Should grade-schoolers and pre-teens have cellphones? If so, what privileges should be allowed? There are no clear-cut answers on when and how to introduce children to new technologies like cellphones (and don’t even get us started on sites like Facebook). But based on the diverse opinions we’ve seen on Circle of Moms, here are three major factors to consider when deciding whether to give your child a cellphone.
1. Is it a Need or a Want?
Of course children want cellphones—they see mobiles everywhere, and they seem like really fun toys. But while a child's desire for a phone is the primary purchase reason for some parents, many others see cellphones as a safety precaution that provides welcome peace of mind.
For example, Alison T.’s 9-year-old son uses his cellphone when he has to walk home alone: “He calls me when he gets off the bus if no-one is there to meet him, and we talk while he is walking home until he gets in the house so I know he is safe.” Similarly, Kareena C. decided a cellphone made sense for her 7-year-old son: “As he is really sensible and we live in a rural area, he was allowed to play down at the park on his own and we wanted him to be able to contact us if he needed to. He calls us every time he wants to call on a friend etc. so we always know where he is.”
Other moms make the case that single parents, separated parents, and families with both parents working outside the home all might find it convenient and reassuring for their young child to have a cellphone.
2. Setting Boundaries
Whether your child is 6 or 16, once you decide to purchase her a cellphone, Circle of Moms members recommend establishing boundaries. Decide where the phone can be taken, what numbers can be called, and whether texting, photos and games are allowed. Karen T. is one of many moms who established an emergencies-only policy: “My daughter has one but she is only allowed to use it when she is going to friends and we have restrictions on the numbers she can call on it and we also bought a very basic handset which is just a phone, no text or camera etc...it is really only for her to use in emergencies.” Kristi D. shared a similar policy: “My 8 y.o. son got a phone last year for his birthday. He only gets it when he goes to his dad's house, or we go to theme parks or other crowd-filled areas. He can take pictures with it, but that's it. The phone is locked so he can only call and receive calls from the numbers we've entered in.”
3. Teaching Responsibility
Circle of Moms members like Margarita M. emphasize that a child needs to be taught "the significance of the responsibility that comes with having a cell phone.” Some moms suggest having a child contribute allowance toward the phones fees; others like Kesha E. suggest gradually increasing priviledges as a child proves she is responsible: “Try making it a reward system. If she shows responsibility and you set some boundaries such as the phone can only be used on weekends and as she matures and shows responsibility she can earn more usage.

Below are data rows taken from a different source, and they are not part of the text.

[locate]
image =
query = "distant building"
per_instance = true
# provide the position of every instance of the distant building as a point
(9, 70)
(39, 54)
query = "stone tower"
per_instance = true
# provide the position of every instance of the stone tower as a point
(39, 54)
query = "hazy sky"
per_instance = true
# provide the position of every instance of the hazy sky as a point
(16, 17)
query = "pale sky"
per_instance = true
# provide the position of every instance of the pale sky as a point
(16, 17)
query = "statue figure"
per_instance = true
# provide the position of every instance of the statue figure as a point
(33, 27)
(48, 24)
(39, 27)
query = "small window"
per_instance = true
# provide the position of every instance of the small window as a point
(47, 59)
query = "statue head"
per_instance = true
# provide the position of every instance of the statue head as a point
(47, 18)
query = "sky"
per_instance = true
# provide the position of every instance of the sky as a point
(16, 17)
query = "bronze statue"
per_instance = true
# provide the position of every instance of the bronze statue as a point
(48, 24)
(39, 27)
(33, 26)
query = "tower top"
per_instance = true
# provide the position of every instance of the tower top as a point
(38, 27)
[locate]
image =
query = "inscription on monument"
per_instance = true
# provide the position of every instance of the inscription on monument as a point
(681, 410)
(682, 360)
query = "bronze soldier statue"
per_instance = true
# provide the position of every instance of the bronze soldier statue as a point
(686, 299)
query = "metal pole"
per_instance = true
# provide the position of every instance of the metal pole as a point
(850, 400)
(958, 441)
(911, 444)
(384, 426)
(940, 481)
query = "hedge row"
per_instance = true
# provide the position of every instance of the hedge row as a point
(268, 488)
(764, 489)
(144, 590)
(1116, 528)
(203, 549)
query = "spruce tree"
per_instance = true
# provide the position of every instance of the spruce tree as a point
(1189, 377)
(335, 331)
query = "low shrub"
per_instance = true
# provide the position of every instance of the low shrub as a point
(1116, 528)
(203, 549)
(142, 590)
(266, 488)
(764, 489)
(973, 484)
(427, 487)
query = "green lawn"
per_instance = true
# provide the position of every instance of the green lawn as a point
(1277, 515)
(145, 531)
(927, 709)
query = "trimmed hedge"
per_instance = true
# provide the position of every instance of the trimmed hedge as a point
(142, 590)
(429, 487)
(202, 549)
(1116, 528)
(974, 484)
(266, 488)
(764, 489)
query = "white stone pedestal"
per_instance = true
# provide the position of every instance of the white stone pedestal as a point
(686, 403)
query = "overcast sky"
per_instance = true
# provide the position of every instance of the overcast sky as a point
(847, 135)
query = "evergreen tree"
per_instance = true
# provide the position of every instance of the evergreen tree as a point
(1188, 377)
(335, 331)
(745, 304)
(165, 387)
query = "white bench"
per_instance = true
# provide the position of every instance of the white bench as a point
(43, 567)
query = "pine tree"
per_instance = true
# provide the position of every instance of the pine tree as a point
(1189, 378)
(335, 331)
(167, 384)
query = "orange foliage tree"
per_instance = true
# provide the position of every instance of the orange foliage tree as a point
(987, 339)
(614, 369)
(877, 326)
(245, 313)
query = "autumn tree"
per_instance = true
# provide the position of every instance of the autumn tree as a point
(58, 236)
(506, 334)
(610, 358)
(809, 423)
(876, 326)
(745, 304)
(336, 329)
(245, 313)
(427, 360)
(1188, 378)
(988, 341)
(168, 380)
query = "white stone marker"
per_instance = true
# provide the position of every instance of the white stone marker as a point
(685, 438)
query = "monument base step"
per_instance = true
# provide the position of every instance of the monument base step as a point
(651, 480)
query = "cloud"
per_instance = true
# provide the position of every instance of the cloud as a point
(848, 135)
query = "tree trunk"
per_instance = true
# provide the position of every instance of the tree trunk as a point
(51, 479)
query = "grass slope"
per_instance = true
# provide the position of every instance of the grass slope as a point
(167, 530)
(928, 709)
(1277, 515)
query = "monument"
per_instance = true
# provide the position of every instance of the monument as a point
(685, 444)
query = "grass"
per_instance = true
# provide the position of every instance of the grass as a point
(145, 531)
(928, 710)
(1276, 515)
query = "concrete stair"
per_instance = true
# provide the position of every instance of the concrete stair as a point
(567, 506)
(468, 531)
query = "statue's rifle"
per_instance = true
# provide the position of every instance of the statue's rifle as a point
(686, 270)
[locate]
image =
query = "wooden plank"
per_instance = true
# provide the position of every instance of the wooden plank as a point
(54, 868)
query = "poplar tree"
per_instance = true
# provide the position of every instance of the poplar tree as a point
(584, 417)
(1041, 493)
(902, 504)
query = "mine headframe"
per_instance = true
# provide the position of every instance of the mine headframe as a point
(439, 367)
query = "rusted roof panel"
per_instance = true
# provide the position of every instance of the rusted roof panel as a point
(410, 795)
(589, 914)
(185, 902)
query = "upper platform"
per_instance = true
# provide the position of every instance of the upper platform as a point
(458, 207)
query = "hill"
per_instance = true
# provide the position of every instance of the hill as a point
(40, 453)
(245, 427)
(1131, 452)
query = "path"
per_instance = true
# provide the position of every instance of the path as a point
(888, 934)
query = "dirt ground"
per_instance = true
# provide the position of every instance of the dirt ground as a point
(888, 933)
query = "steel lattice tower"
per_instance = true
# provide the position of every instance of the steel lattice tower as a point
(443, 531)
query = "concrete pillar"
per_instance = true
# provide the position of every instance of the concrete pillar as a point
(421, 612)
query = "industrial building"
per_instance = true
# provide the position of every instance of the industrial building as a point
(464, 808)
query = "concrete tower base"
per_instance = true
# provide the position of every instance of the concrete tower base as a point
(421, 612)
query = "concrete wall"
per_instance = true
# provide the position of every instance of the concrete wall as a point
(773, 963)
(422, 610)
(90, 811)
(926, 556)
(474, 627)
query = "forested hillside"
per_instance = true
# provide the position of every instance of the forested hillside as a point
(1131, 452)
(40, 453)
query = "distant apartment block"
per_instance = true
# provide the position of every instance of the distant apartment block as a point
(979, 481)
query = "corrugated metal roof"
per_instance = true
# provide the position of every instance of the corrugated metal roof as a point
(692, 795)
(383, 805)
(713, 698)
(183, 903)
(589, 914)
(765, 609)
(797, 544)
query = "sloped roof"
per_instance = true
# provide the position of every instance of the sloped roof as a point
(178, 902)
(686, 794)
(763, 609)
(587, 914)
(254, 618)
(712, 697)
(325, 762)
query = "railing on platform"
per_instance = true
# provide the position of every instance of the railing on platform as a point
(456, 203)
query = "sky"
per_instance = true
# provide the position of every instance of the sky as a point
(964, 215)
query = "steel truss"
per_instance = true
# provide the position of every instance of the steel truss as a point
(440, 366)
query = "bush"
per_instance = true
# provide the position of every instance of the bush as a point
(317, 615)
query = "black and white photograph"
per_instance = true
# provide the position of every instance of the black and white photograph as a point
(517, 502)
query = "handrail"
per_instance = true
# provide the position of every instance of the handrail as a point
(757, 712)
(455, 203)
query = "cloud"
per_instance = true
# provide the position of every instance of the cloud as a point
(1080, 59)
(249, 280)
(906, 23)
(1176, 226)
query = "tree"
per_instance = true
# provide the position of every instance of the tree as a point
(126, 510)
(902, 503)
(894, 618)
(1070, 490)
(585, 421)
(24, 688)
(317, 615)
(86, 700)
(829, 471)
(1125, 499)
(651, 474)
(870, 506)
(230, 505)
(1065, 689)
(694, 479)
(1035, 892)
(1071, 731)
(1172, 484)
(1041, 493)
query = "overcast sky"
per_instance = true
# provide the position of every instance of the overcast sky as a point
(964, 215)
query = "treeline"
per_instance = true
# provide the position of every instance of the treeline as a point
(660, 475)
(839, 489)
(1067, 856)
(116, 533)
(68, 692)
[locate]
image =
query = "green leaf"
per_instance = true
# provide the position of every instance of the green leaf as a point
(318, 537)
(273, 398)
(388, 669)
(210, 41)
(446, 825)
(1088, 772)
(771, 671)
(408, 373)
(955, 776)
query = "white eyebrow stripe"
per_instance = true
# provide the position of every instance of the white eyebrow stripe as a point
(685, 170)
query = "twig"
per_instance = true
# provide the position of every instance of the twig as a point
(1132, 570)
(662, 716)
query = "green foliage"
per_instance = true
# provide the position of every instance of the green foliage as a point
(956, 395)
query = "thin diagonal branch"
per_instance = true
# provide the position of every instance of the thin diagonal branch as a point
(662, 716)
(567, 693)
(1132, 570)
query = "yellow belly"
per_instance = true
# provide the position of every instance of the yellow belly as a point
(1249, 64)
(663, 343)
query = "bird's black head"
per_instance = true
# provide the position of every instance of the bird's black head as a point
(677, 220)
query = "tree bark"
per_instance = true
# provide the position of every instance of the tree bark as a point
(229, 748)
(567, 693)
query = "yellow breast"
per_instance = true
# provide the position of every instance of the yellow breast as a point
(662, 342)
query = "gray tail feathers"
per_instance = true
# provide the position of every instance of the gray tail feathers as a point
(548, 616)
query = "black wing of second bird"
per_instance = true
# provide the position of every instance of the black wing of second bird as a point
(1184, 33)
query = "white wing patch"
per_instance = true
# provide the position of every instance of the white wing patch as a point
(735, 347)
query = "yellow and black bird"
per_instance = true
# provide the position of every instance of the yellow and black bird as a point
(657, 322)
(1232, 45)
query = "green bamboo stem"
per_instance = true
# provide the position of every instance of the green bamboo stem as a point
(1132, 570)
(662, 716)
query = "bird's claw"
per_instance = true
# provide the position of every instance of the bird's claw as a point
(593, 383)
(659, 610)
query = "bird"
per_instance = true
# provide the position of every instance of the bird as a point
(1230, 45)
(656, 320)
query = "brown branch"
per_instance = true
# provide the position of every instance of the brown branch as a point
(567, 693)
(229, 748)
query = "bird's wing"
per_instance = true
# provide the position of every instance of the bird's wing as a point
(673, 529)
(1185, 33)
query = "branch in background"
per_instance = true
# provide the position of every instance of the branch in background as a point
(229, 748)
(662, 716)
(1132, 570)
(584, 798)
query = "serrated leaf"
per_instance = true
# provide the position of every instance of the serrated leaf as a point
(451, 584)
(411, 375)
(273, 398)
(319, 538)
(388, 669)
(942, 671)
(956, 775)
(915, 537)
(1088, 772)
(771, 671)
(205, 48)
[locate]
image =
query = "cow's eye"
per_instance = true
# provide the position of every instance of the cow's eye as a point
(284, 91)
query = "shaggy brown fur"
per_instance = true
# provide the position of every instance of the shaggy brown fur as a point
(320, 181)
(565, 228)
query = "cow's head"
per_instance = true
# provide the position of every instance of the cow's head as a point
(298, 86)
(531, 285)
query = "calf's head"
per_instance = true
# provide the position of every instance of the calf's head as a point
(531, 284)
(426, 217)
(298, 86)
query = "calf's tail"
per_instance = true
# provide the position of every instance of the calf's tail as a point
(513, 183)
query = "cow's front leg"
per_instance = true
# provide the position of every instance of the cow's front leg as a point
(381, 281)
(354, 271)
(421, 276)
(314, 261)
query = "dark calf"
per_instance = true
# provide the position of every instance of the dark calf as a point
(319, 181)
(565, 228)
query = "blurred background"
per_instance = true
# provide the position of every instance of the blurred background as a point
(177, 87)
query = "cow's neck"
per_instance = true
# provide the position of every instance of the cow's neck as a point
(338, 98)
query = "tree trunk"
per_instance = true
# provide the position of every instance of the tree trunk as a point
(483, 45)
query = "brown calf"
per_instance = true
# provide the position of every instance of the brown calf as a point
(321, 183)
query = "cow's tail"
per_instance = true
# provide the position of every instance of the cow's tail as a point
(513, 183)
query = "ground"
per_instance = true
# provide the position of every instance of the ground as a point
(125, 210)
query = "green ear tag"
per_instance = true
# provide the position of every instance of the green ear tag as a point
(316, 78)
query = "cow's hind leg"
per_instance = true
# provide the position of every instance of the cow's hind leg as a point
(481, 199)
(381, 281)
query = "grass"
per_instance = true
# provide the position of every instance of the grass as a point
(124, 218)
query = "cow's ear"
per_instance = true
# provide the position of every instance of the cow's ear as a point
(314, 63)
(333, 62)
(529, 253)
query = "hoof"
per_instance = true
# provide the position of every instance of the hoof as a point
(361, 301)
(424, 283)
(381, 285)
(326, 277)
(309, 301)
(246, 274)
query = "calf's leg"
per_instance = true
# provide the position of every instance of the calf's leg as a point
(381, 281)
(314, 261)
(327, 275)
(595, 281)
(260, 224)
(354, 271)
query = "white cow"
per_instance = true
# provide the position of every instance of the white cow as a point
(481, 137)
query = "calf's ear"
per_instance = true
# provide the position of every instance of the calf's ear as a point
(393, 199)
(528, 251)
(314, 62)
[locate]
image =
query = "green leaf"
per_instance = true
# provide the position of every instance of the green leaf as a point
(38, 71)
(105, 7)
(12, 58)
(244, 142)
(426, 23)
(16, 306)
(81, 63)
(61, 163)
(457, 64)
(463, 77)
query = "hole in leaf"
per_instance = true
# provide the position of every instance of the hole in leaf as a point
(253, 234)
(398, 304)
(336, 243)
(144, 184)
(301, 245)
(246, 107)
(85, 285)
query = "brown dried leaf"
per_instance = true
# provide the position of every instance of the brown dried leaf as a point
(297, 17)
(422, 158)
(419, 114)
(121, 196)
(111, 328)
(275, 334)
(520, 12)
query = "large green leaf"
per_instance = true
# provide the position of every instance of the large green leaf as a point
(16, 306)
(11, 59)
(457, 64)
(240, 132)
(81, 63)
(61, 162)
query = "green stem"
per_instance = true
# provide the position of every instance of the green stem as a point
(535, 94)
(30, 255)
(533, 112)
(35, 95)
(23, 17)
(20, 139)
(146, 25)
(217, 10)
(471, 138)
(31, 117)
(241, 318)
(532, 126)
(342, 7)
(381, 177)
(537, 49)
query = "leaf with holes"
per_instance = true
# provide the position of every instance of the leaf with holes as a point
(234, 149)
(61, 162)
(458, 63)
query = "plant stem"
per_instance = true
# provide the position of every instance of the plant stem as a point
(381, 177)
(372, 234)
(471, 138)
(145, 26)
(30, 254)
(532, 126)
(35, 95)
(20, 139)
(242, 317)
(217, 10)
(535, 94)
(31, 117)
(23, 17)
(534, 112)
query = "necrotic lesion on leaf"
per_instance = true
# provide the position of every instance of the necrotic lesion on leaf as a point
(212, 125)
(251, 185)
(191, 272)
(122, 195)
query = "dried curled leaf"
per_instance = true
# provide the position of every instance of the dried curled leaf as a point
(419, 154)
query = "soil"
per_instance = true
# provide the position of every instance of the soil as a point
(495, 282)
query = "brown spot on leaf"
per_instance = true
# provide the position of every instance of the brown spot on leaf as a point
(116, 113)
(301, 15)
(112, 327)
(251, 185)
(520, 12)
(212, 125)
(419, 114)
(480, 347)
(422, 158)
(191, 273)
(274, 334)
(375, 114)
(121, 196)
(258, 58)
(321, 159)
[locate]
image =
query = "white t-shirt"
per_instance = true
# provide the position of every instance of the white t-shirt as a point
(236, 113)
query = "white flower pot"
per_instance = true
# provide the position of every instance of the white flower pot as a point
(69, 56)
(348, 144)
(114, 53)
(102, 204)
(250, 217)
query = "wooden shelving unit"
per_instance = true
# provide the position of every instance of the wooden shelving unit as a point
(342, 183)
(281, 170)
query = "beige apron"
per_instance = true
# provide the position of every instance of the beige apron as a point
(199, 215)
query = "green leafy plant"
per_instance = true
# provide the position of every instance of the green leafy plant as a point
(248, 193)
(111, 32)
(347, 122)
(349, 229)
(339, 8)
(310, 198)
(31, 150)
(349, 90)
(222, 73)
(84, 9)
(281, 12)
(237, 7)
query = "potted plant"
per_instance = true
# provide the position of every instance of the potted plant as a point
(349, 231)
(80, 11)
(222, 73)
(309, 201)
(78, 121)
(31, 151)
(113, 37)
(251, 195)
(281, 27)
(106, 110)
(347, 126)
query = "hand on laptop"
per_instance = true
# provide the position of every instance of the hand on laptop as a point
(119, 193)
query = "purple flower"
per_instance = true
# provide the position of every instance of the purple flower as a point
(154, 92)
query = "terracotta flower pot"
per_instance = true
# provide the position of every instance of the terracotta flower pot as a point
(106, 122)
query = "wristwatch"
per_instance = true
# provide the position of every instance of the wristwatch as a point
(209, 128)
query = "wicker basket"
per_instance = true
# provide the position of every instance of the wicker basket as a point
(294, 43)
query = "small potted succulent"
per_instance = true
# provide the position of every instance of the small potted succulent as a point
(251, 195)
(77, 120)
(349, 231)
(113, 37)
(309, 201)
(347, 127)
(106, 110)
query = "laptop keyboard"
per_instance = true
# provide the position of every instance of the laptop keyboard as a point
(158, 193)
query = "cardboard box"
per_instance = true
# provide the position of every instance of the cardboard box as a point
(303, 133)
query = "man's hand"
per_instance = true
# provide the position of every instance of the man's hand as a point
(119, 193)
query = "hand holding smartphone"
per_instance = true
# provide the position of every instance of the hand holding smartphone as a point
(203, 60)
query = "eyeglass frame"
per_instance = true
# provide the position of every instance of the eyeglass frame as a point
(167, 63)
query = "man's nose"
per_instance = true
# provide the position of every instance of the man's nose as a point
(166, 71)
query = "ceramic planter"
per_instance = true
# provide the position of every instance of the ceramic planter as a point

By the time she is 9 or 10 maybe she could earn full usage.”
Ultimately, you may conclude, as Latissa S. did, that your child simply isn't ready: “My 11 year old wants one too. If she was responsible enough I would say yes but my child loses stuff a lot and I am not paying for a new one everytime it’s gone. Each child is different and you know if your child can handle the responsibility.”
At what age will you (or did you) give your child a cellphone? What restrictions, if any, did you place on its use?